Pampered to Death- a Jaine Austen Mystery
by Laura Levine
(Kensington)
Rating: Shoot Your Editor
I’m still on my quest for a funny book. This one didn’t cut it. And I don’t think it was the author’s fault.
This author can write, no question. But she needs to be reined in. Her editor failed her. Her book is about as funny as a clown hitting me over the head with a rubber chicken. Hard rubber. There were too many cliches, too many cartoon characters, unrealistic plot points and major author intrusion. All of these could have been fixed.
The main character’s name is Jaine Austen. Cute. We get it. There’s even a Sir Lancelot. Cute. Yawn.

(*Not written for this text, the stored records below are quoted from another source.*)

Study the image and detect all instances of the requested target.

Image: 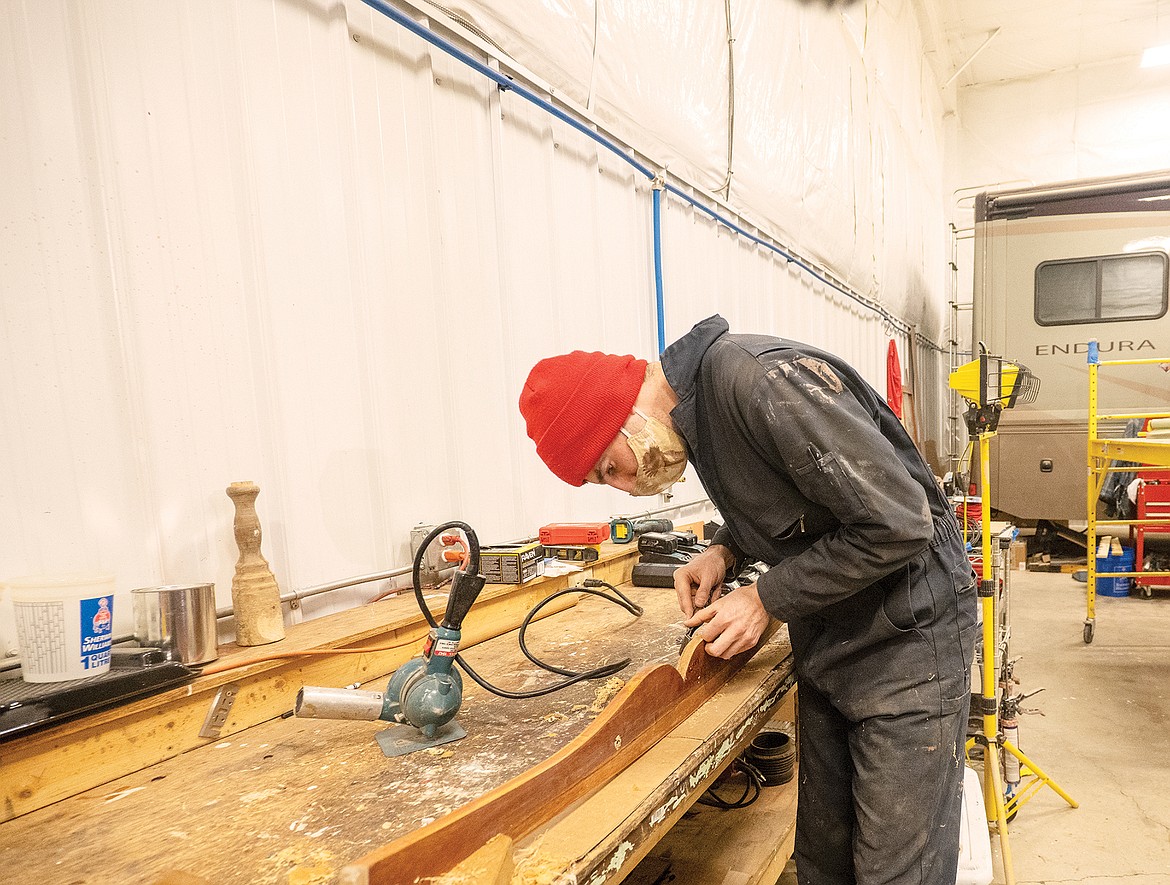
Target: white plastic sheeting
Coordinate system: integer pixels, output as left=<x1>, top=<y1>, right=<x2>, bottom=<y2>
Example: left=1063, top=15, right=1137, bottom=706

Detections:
left=448, top=0, right=945, bottom=327
left=957, top=57, right=1170, bottom=187
left=0, top=0, right=943, bottom=638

Too often, the author would yank me out of her story (and I was already looking for reasons not to read further, so this wasn’t a smart move) by talking to me directly with cutesy remarks like “I’ll spare you the details of the ghastly 300 calories posing as dinner…” or doing a book promo for her first novel “his way of thanking me for getting him off the hook for murder (a fascinating tale, which you can read all about in Death of a Trophy Wife, now available in paperback at all the usual places.)” I don’t want to be marketed by the author while I’m reading the author’s book. At the end of Chapter One, she announces there will be a murder. Thanks for the spoiler. Why not just call me on the phone if you want to talk to me directly?

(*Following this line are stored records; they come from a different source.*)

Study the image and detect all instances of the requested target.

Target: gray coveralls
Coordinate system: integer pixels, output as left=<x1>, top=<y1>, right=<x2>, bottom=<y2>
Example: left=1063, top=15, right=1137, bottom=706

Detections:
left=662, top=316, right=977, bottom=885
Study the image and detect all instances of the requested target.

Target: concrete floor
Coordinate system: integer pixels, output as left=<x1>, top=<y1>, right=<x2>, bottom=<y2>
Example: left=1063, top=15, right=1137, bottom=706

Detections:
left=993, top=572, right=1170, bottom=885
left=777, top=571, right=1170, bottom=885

This author loves to yank the reader’s chain. I didn’t need to be yanked out of an already questionable storyline, but she interrupted the forward momentum of the plot on several occasions by inserting annoying e-mails from her wacko parents about stuff that had nothing to do with the murder mystery, filled with ingratiating humor. Very irritating.
Jaine has an annoying habit of blurting out comebacks which are funny, but she doesn’t actually say them, she just thinks them. It would have been funnier if she’d said them out loud. At least she would have come off as a funny, quirky character. Still a cardboard one, but funnier.
The plot had more holes than Swiss cheese.
Jaine is miffed at her friend for sending her to a fat farm, but stays anyway, even though she’s constantly complaining about it. Newsflash: You can leave anytime.
If a B-list actress was murdered at a spa, the spa would be closed down immediately. The guests would be questioned, then released, and called back in if necessary.
But in this novel, the guests are told by the police they aren’t allowed to leave. Huh? They continue to use the spa, even though it’s now a crime scene. Has this editor never watched CSI? It’s a no brainer.
Jaine is almost drowned in a jacuzzi, but she still insists on staying to solve the murder. Why? No idea. Doesn’t tell the police. Why? No idea. She’s now approaching TSTL territory (a.k.a. Too Stupid To Live).
This book was described as ‘easy, light, and entertaining’ by a reviewer on Goodreads. Seriously? Is ‘easy and light’ really code for ‘unintelligent and poorly edited’?
I’ve had more entertainment with a piece of bubble wrap.